Aim 3. Identify endogenous substrates for a selected E3 ligase and investigate substrate recognition mechanism
Majority of intracellular proteins are degraded via Ub-proteasome pathway. However, information about endogenous E3 ligase substrates is scarce and it is often context dependent. Identifying endogenous substrates for the selected E3 ligase will be an important starting point for designing E3 ligand discovery strategy. Characterising E3 ligase complex is critical for mechanistic understanding of E3 ligase function, design of screening assays and degraders.
Identifying therapeutically relevant endogenous substrates will be a cue for development of MGDs based on molecules enhancing the natural interaction. Endogenous substrates recruit E3 ligases via short peptide motifs called degrons, which are often shared by multiple proteins. For example, glycine loop recognized by CRBN ligase is shared by multiple Zinc Finger proteins. Hence identifying a degron recognized by a given E3 ligase is important for finding potential MGD targets. Importantly, mimicking the degron structure can also be used as a strategy for discovery chemical E3 ligase binders. For example, VHL binder was designed by mimicking hydroxyproline in HIF1 alpha degron.
Therefore, the next part of the project will focus on characterizing the interactome and endogenous substrates of the selected E3 ligase, and substrate recognition mechanism. The experiments will include:
- Proteomics profiling following E3 ligase degradation (E3 ligase-dTAG cells) to identify stabilised proteins. Rescue experiment with WB readout will include E3 ligase overexpression construct and/or inactive dTAG PROTAC.

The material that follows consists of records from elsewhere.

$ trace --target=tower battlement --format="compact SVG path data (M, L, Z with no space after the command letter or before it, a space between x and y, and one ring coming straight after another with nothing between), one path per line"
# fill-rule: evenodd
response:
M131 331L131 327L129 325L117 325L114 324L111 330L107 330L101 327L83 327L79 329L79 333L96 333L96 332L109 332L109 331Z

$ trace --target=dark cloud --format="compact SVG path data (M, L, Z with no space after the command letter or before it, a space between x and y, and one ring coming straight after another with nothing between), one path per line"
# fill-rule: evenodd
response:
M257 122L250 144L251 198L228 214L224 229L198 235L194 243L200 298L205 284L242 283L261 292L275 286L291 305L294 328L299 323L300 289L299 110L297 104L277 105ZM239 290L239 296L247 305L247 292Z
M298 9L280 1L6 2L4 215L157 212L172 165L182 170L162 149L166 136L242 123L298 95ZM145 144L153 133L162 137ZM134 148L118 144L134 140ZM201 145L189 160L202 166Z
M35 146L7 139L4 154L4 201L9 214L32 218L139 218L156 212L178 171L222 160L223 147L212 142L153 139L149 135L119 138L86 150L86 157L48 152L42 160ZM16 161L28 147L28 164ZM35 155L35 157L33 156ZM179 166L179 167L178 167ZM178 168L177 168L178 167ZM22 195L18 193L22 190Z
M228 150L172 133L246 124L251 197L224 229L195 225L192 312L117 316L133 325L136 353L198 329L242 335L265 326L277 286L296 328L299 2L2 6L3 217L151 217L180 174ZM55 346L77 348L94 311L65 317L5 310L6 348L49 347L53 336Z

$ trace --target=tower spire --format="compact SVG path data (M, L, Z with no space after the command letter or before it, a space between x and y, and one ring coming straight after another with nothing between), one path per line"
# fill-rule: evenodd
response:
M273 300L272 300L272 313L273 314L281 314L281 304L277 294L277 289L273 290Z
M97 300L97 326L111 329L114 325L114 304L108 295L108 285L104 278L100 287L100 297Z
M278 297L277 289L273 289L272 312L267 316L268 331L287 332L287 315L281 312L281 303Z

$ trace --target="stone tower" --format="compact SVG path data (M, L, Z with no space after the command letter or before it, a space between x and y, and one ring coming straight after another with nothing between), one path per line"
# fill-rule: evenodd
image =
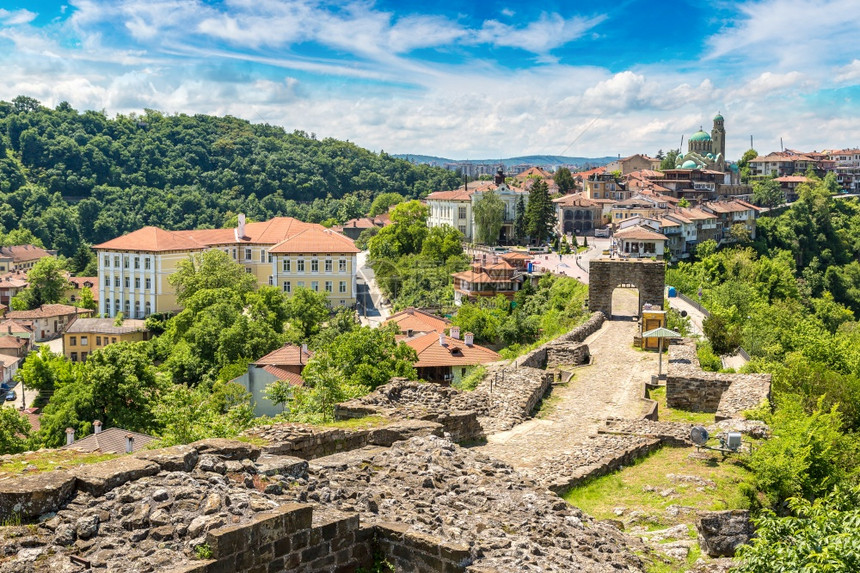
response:
M714 116L714 129L711 130L711 140L714 142L712 153L716 156L722 155L722 159L725 161L726 128L723 124L723 116L719 112Z

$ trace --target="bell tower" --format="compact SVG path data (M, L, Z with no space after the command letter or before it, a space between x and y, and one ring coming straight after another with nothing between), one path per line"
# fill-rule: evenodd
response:
M723 116L720 112L714 116L714 128L711 130L711 140L713 143L714 155L721 154L723 161L726 159L726 128L724 125Z

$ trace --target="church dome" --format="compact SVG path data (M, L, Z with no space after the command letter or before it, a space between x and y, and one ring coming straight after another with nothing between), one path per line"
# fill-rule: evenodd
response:
M711 136L702 131L701 129L690 136L690 141L710 141Z
M714 116L714 121L723 121L723 114L717 112L717 115Z
M707 157L708 159L716 159L713 153L708 153L705 157Z
M698 169L699 165L692 159L688 159L681 165L681 169Z

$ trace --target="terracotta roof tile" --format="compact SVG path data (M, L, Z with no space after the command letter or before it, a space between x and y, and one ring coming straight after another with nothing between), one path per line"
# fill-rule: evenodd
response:
M281 368L280 366L275 366L273 364L266 364L263 366L263 370L277 378L278 380L285 380L289 382L291 386L304 386L305 380L302 378L301 374L296 374L295 372L291 372L286 368Z
M439 344L439 334L430 332L404 340L418 354L417 368L432 366L474 366L501 360L501 356L489 348L466 343L450 336L442 335L445 346Z
M69 325L66 332L71 334L129 334L131 332L144 332L146 321L134 318L126 318L122 326L114 324L113 318L77 318Z
M444 332L451 324L445 318L409 307L388 317L384 324L396 323L400 332Z
M255 360L254 364L263 365L269 364L273 366L303 366L308 363L308 360L313 358L313 352L303 352L301 347L295 344L285 344L269 352L259 360Z
M665 241L666 236L645 227L630 227L615 232L616 239L635 239L637 241Z
M358 253L352 239L314 225L299 231L269 249L270 253Z
M13 262L32 261L33 259L41 259L50 257L51 253L41 247L35 245L12 245L10 247L0 247L0 257L11 258Z
M144 227L93 246L94 249L147 252L186 251L203 247L204 245L187 235L177 231L165 231L158 227Z
M92 314L92 311L88 308L78 308L76 306L69 306L68 304L43 304L33 310L11 310L6 313L6 316L15 320L19 318L49 318L67 314Z
M125 453L125 437L134 437L133 451L137 452L146 448L146 445L155 438L138 432L130 432L122 428L108 428L98 434L90 434L75 443L63 446L61 450L81 450L84 452L104 452L114 454Z

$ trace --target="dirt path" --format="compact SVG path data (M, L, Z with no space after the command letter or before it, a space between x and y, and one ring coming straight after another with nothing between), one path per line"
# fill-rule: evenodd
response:
M616 291L613 309L619 315L635 313L635 291ZM612 320L587 340L592 364L576 370L566 387L555 387L550 411L507 432L494 434L482 453L514 467L530 467L553 457L574 453L576 446L597 433L609 417L642 415L643 384L657 373L657 355L635 350L632 320Z

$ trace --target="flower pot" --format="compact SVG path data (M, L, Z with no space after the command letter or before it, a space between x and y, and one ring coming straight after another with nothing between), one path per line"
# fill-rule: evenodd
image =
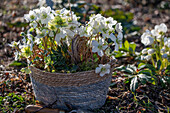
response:
M104 105L111 82L111 73L103 77L92 71L50 73L30 67L35 98L52 108L92 110Z

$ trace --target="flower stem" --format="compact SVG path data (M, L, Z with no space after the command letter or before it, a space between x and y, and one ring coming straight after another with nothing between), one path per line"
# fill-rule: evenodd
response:
M69 3L69 7L70 7L70 12L71 12L71 20L73 20L73 15L72 15L72 11L71 11L70 0L68 0L68 3Z
M155 67L155 62L154 62L153 56L151 56L151 60L152 60L152 65Z

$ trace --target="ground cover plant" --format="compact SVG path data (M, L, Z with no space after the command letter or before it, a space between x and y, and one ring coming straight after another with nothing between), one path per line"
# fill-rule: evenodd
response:
M21 5L15 0L12 0L12 2L14 4ZM97 2L98 3L95 4L89 4L89 8L91 8L91 11L89 10L89 16L93 10L94 12L101 13L103 16L106 16L106 18L108 16L112 16L115 19L115 13L116 15L120 14L122 13L122 10L120 9L123 9L124 13L122 13L121 16L122 20L116 20L122 23L124 41L122 42L122 48L120 48L119 51L114 52L115 58L118 59L119 62L117 62L117 68L114 69L107 101L101 109L95 110L95 112L168 113L170 108L170 90L168 87L170 75L168 64L169 18L167 17L169 11L167 10L168 7L166 5L168 1L157 1L155 2L155 7L152 8L149 4L137 3L133 1L126 2L126 5L118 2L115 3L115 5L117 7L120 6L121 8L116 10L113 9L111 11L103 10L103 7L101 7L102 1L99 0ZM86 6L86 3L79 4L81 7ZM75 7L75 5L72 6ZM17 8L19 9L18 6ZM29 8L25 8L24 10L27 10L27 13L29 13L28 9ZM129 12L133 13L132 17L128 16ZM22 13L21 17L25 13L26 12ZM140 16L141 13L143 14L142 17ZM10 14L12 16L9 16L11 18L8 18L7 15ZM83 13L80 15L82 14ZM0 38L4 41L0 42L0 103L2 103L0 104L0 111L23 112L26 105L36 104L36 101L34 100L29 75L20 72L21 68L27 66L27 61L22 60L19 62L13 62L10 66L14 67L8 67L9 65L7 65L15 59L13 56L15 51L11 49L8 44L10 44L13 40L18 42L22 39L19 34L21 31L24 31L23 29L25 29L28 24L17 19L12 23L11 21L5 22L6 20L14 20L16 17L20 16L17 10L12 13L9 12L8 9L5 9L3 14L0 16L5 18L0 22L2 25L0 29ZM83 15L81 17L83 19ZM88 17L86 19L88 19ZM127 23L125 22L124 24L122 21L127 21ZM137 24L135 24L135 21L138 21ZM4 24L2 24L3 22ZM83 22L83 20L81 20L81 22ZM138 25L138 27L136 27L136 25ZM133 27L136 27L134 28L135 30L132 29ZM146 28L148 28L147 31ZM141 31L138 32L138 30ZM114 49L115 48L113 46L113 50Z

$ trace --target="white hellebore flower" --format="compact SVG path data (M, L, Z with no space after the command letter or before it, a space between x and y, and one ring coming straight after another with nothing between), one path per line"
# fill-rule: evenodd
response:
M84 27L84 26L81 26L80 29L79 29L79 32L80 32L80 37L90 37L92 35L92 27L91 26L88 26L88 27Z
M33 27L33 28L36 28L37 27L37 22L33 21L32 23L30 23L30 26Z
M167 38L167 37L164 38L164 45L170 48L170 38Z
M110 64L99 64L99 67L95 70L96 73L100 73L100 76L110 73Z
M152 35L156 36L158 40L166 32L167 32L167 26L164 23L162 23L160 25L156 25L155 29L151 31Z
M27 42L26 38L23 37L22 42L25 44Z
M41 40L40 38L35 38L35 41L34 41L36 44L40 44L41 43Z
M117 23L116 24L116 31L119 33L119 32L122 32L122 29L123 29L123 27L122 27L121 23Z
M32 22L32 21L37 19L37 15L36 15L36 13L34 11L29 11L29 14L24 15L24 19L27 22Z
M155 50L154 50L154 49L149 49L149 50L148 50L148 54L153 54L153 53L155 53Z
M113 25L115 25L115 24L117 23L117 21L116 21L116 20L113 20L112 17L109 17L109 18L106 18L106 23L108 24L108 27L109 27L110 29L112 29L112 28L113 28Z
M152 57L151 55L147 55L147 56L144 57L144 59L149 61L151 59L151 57Z
M53 31L50 31L49 36L50 36L50 37L54 37Z
M141 42L145 45L152 45L154 42L154 38L151 37L151 33L149 30L146 30L145 33L142 34L141 36Z
M119 51L119 48L122 47L122 39L123 39L123 34L121 32L118 33L117 38L116 36L111 33L109 38L114 41L115 44L115 51Z
M142 50L142 54L147 54L148 53L148 50L145 48Z
M98 41L92 40L92 52L97 52L100 57L104 55L103 50L105 50L108 45L104 45L104 41L101 39Z
M39 29L36 29L36 33L37 33L37 38L43 38L47 35L48 30L43 29L42 31L40 31Z
M162 58L168 58L168 54L166 54L166 53L163 54L163 55L162 55Z
M40 8L40 20L42 24L48 24L48 22L53 18L53 14L50 14L50 7L41 7Z
M60 40L66 37L66 31L60 29L60 33L55 35L55 41L57 42L57 44L61 44Z
M161 53L165 53L165 48L162 48L162 49L161 49Z
M20 41L18 42L15 42L15 41L12 41L11 44L8 44L10 47L16 47L20 44Z
M15 61L17 61L19 59L19 55L21 55L21 53L16 51L16 52L14 52L14 55L15 55Z

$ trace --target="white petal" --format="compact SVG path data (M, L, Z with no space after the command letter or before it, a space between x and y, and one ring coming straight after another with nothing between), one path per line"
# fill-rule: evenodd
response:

- Identification of E3 ligase interactome and ubiquitinome (potential substrates) by proximity biotin labelling (TurboID) followed by mass spectrometry
- Substrate recognition mechanism studies will include expression of truncated E3 ligase target mutants with Hibit tag in cancer cells overexpressing E3 ligase, and degradation Hibit assay. If required, degron – E3 ligase binding will be confirmed by IP pull-down/WB.
Note: the ICR’s standard minimum entry requirement is a relevant undergraduate Honours degree (First or 2:1).
Pre-requisite qualifications of applicants:
BSc or MSc in Cell Biology, Molecular Biology, Biochemistry
Intended learning outcomes:
- Critical thinking
- Literature and data analysis and interpretation
- Experiment design
- Range of biochemical, cell biology and genetic engineering techniques
- Knowledge of drug discovery, novel therapeutic modalities, cancer biology
- Data presentation
- Scientific writing
[1] Yoon H et al (2024). Induced protein degradation for therapeutics: past, present, and future. J Clin Invest. 134(1):e175265
[2] Garber K (2024). The glue degraders. Nat Biotechnol 42, 546–550
[3] Tsherniak A et al (2017). Defining a Cancer Dependency Map. Cell. 170(3):564-576.
[4] Bartha A et al (2021). TNMplot.com: A Web Tool for the Comparison of Gene Expression in Normal, Tumor and Metastatic Tissues. Int. J. Mol. Sci. 22(5), 2622.
[5] Duan and Pagano (2021) Ubiquitin ligases in cancer: Functions and clinical potentials. Cell Chem Bio 28(7):918-933.
[6] Kramer L and Zhang X (2022). Expanding the landscape of E3 ligases for targeted protein degradation. Curr Res Chem Bio 2, 100020.
[7] Mutlu M et al (2024). Small molecule induced STING degradation facilitated by the HECT ligase HERC4. Nat Commun 15, 4584
[8] Yang Q et al (2021). E3 ubiquitin ligases: styles, structures and functions. Mol Biomed 2(1):23.